Like the Jatilawah rice fields of Bali last year, this whole trip had been based around the bucket list desire to stand in the middle of the Salt Plains of Salar de Uyuni. I just had to see them with my own eyes. I remember sitting on a stony ledge with my girlfriend and just gazing endlessly at the masses of green and lush vegetation layered before me, not saying a word to each other. As I write this I have a poster print of a photo I took of the rice fields on the wall I look up to, that exact view I had I can gaze on every day. Every day I walk past it and it catches my eye, the vivid mix of so many greens, I can never bore of staring at it, sometimes losing myself in it, sucking me back in to that exact view of the valley as I sat in it. I have the same feeling when I look at the photos of the Salar now, the endless expanse of white hexagonal blocks for as far as the eye can see under a hard blue, clear sky.

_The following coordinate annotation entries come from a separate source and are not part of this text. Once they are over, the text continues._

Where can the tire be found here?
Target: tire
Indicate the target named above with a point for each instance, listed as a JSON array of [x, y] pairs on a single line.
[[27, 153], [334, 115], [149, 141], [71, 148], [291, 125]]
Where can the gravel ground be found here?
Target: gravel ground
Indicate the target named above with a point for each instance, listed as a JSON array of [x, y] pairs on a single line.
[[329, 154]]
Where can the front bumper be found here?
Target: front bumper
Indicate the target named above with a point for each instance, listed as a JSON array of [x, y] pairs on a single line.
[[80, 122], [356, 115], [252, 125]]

To my delight, the deeper we ventured on our three-day Jeep trip that started at the train cemetery and the salt plains, then up and into Southern Altiplano, the landscape was no less captivating. We drove deeper and deeper in to the middle of nowhere, in to an almost eerie nothingness. But the deeper we got in and the higher we got, the more I realised that nothingness seemed to evaporate from the sun in to the cloudless sky, here there was everything. The Salar had appeared like a never ending of nothing, but when we stopped and got out the jeep for the first time and touched ground on the rock hard hexagonal salt blocks. I wanted to run. I had only just started running again after my knee operation this year, but the expanse before us willed me in and my recovering leg wanted to move in to motion. It wanted to be back with its partner and run. So while others started taking photos around them, I ran. Straight forward. Then back around. I may have got some strange looks but I didn't care, I felt like I could have gone anywhere.

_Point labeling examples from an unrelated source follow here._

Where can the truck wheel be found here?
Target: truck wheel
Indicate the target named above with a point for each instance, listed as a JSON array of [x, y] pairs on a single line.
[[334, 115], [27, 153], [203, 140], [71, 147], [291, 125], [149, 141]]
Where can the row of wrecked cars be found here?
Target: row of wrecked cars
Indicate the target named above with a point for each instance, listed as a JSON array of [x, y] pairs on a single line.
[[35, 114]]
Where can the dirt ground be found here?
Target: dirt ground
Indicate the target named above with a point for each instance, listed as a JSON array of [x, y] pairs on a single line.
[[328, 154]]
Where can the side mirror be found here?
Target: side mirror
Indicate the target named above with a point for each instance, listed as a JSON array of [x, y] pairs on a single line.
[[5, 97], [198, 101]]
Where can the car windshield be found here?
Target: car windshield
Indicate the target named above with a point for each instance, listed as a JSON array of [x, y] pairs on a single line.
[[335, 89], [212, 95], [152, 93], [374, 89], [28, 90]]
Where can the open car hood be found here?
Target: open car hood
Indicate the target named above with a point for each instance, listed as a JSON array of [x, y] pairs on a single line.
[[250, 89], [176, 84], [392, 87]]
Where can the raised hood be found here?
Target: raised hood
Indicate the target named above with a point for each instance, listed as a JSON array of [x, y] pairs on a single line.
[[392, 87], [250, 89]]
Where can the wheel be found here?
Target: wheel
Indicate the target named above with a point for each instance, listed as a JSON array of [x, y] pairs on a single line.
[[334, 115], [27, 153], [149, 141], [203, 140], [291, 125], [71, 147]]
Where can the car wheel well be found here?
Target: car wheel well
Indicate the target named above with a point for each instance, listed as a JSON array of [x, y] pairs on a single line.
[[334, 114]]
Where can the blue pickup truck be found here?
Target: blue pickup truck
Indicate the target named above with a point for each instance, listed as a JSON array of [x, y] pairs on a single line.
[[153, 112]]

Climbing higher in to the Altiplano and the Andes, topping 4500 metres above sea level, desert landscapes unfolded as our 3-Toyota Land Cruiser Jeeps marched on in convoy further in to the middle of nowhere. As meaty and chunky as these Jeeps are, we were minuscule, like ants in formation, following beaten Jeep tracks and laying down new ones in the dust, on a mission. At one stop I clambered up and sat on a big rock like many dotted about the landscape under the watchful eye of a volcano, in reality a rock which was just a small stone spat out with all the others thousands of years before from that same volcanic spout. It is moments like this that make you appreciate just how immense this world is.

At the end of the second day, just before sunset, we reached 5000m above sea level and the Geyser fields. Shirt sleeves were replaced by warm hoodies, hats and mountain jackets as the biting cold is contrasted by the hot, bubbling and steaming cauldron of the geyser pools, with intermittent holes dotted around letting of the earth’s natural gases. Staying at the same height, another night in a very basic hostal is where the temperature plummets to near freezing. This is soon forgotten after dinner as you strip to your swimming costume, step out in to pitch-black surroundings and wallow in the natural hot springs with water a Jacuzzi-esque 40-degrees Celsius to relax under the clear night and sharp stars above you.

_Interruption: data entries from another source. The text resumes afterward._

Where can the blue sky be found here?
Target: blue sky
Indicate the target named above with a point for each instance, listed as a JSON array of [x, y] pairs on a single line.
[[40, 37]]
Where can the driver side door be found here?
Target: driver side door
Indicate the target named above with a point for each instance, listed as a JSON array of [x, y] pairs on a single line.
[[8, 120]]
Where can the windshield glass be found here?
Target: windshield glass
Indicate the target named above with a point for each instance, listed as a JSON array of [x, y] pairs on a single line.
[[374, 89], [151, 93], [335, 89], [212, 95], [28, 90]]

I have always been a night owl (Night owl), I have always struggled to get up early in the morning because of my tendency to go to bed late, but the morning after I have never been happier than to be up and walking about at 7:30am in the mountain and volcano-surrounded barren nothing of the Salvador Dali Desert. The name rings so true, it really resembles a surreal Dali painting, there is simply nothing more to add. Then coming back down to 4000m, it is back towards the dusty Wild West-like town of Uyuni (where you feel you should be riding in on horseback and heading to the nearest saloon instead of being in a Toyota Land Cruiser), passing more desert, rock formations and grazing-in-the-green Llamas (what kind of trip would it be in these parts without seeing a Llama!) along the way. In the middle of nothing I found everything.

After these three days our journey through this colour-engulfed country continued. It was on a comfy overnight bus to La Paz reclined in our seats and snoozing in darkness, that the realisation of the journey dawned on me at the moment the sun started to sneak up and edge out the night. Surrounded by other travellers, along with all the other people you meet along the way on backpacking journeys like this, that we are all on a wavelength, the very same wavelength that brought us all together. Anyone can get on it, it doesn't matter what age, sex or race you are, we are all on the same journey. We need to create more wavelengths like our Jeeps created tracks across the deserts of the Altiplano. People make the journey as much as the place. Even though I was brought up in England, I live in Spain and I have lived for a longer time in Italy, and sometimes don't quite know where to call home anymore, it is here on the journey that I find it. The journey is your home and we are here on this Earth to have a long and exciting one as we can.